I didn’t want to be surprised. I didn’t want to be hurt. But that’s exactly what I felt like, and that’s exactly why I’d avoided opening up all these years. That, and the fact that no one else had ever convinced me I was more than just a patient who needed fixing. With Dr. Fairmore, I wasn’t just somebody. I wasn’t just a girl. I was River, and the guilt and the episodes and all that came with them made me stronger, not weaker.

A subtle, but growing, tug in my gut told me this next person would be nothing like her. The final door creaked opened at the end of the hall, as if expecting us. The buttery streaks from the familiar wall of windows vanished when I entered, the passing clouds dampening the room to gray.

“River.” A middle-aged woman, who I assumed to be my therapist, greeted me from Dr. Fairmore’s desk. With a smile so crooked it made her neck veins pop out and her lashless, black eyes bulge. It had to be mocking. No one was ever that excited to meet me. “Riiivveeerrr.” She drawled out each syllable, tasting the vowels on her tongue.

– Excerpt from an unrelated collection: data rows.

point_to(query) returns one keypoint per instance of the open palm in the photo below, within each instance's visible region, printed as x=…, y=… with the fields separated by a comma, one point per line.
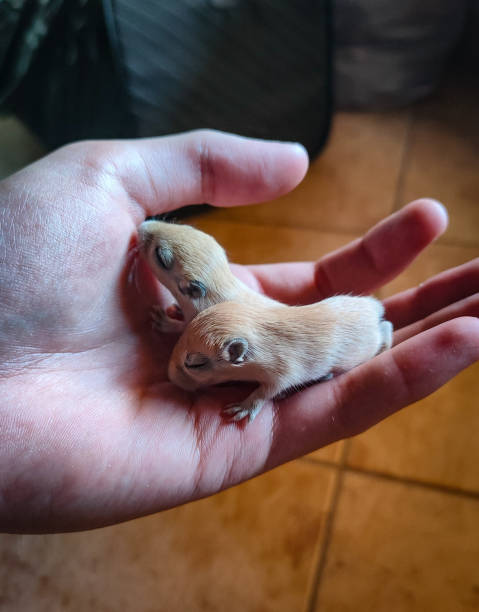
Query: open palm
x=91, y=431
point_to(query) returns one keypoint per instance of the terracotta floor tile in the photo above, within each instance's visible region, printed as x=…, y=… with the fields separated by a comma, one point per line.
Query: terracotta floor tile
x=443, y=156
x=399, y=548
x=18, y=147
x=247, y=243
x=350, y=186
x=433, y=440
x=250, y=548
x=331, y=453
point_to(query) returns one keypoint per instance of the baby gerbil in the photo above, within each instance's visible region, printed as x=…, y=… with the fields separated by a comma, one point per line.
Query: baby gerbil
x=279, y=346
x=194, y=267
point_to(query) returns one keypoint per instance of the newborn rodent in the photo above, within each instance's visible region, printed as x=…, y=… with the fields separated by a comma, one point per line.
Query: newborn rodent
x=195, y=269
x=280, y=347
x=230, y=332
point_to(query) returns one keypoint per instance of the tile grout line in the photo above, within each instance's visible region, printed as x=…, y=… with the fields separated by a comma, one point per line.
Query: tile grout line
x=328, y=530
x=404, y=163
x=423, y=484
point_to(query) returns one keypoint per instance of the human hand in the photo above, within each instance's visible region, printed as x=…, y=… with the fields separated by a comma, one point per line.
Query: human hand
x=91, y=431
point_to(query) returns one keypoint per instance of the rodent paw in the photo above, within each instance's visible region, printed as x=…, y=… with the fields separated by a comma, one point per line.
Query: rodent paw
x=162, y=323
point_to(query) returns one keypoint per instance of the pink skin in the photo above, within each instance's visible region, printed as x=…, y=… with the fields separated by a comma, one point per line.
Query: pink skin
x=91, y=431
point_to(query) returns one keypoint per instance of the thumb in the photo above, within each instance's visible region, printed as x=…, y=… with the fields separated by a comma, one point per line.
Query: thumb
x=204, y=166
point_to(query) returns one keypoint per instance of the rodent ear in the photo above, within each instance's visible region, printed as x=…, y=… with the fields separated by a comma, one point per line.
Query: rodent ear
x=165, y=257
x=235, y=350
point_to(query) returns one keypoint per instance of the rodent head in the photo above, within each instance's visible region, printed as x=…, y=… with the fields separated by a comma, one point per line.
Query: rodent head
x=215, y=347
x=187, y=261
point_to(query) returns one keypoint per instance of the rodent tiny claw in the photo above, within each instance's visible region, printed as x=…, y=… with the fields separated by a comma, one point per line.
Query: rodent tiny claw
x=237, y=412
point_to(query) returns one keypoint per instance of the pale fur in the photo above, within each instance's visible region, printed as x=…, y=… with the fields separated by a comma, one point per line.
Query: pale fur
x=286, y=346
x=196, y=257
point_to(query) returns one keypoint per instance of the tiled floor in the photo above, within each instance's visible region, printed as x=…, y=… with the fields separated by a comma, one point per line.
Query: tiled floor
x=387, y=521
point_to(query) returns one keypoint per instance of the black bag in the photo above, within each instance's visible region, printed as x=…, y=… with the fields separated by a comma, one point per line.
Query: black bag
x=260, y=68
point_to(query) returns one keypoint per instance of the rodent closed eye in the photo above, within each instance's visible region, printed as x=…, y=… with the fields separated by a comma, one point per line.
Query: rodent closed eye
x=193, y=289
x=196, y=360
x=164, y=257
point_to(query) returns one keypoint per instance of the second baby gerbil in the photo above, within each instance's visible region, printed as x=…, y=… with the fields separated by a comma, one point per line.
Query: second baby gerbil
x=280, y=347
x=194, y=267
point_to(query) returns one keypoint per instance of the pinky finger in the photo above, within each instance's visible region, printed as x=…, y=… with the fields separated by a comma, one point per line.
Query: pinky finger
x=357, y=400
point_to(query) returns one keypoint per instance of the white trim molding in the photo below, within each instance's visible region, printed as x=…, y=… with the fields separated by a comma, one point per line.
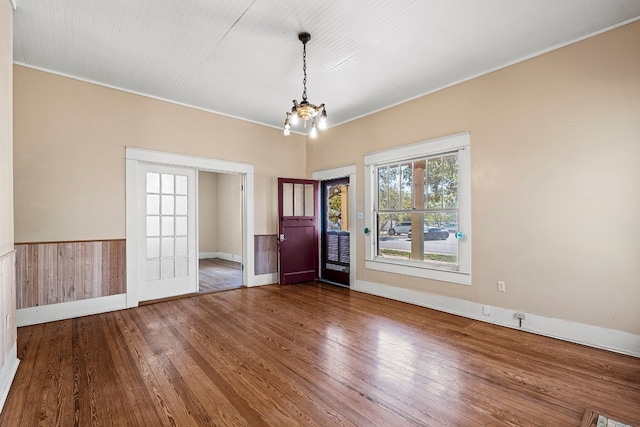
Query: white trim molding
x=69, y=310
x=8, y=372
x=580, y=333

Her contorted fingers, like they’d been fractured and never reset, pointed at the chair opposite. “Sit.”

I trudged past my favorite recliner, sentenced to the hard wooden seat.

That exaggerated smile stayed plastered to her face, her ashen skin stretched so tight her cheekbones could’ve broken through her sickly pallor. “I’m sure you’ve heard Dr. Fairmore had an emergency and had to leave town.”

“I’m missing the details.” I flinched as the door shut behind me, leaving us alone. “What happened?”